As we strive to find new technologies to dispose of our municipal solid waste, compost-like outputs (CLOs) are becoming more widely created. As a product of both aerobic and anaerobic digestion, they provide a potentially important carbon store and some have proven to enhance existing carbon stores when added to brownfield sites and agricultural land. However, the CO2 flux from this artificial soil is relatively high when compared to natural soils. The aerobic digestion process under which it is produced lasts only 9 days, producing a material which is still comparatively unstable and yet to mature. The CLO is laid in windrows where it is hoped that it will stabilise and mature; if the humification process at this stage can be optimised, would an even greater carbon store be achieved?
This thesis seeks to answer this question, through the research into humification in both natural and artificial systems; through the measurement of CO2 flux to assess the stability of CLO over time; using adapted methodologies to gauge the maturity of this artificial soil by analysing the amount of humic acids present; by adding proposed catalysts to the material in fully factorial lysimeter studies; and by examining the affects of different physical environmental conditions under which CLO product humifies.
The results of a series of experimental trials, undertaken over a three year period, are presented. Manganese-coated sand and char, both currently ‘waste’ products were both used as potential catalysts for the humification process of CLO. Temporal trends were seen in most samples using infra-red gas analysis, an alkali extraction technique, UV photospectrometry, fluorescence and a novel pseudo-thermogravimetric analysis. The waterlogging of the samples appeared to have an effect on the humification process and a great deal of concurrent data was seen upon the addition of Mn-coated sand and char to the CLO. Both appeared to have a stabilising effect on the CLO, reducing flux rate and increasing humification as compared to a control.
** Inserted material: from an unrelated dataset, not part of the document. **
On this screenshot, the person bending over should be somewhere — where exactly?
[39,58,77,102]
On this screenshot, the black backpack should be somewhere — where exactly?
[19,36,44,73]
An overriding theme present throughout this thesis is the heterogeneous and contaminated nature of the non-source-segregated CLO tested. It is therefore recommended that similar studies be undertaken on a purer, more homogenous CLO in order to assess whether promising results seen could be elucidated in order to gauge the efficacy of biochar and Mn in encouraging the production of humic substances. A field trial would allow the unified soil system to be considered, rather than the CLO alone.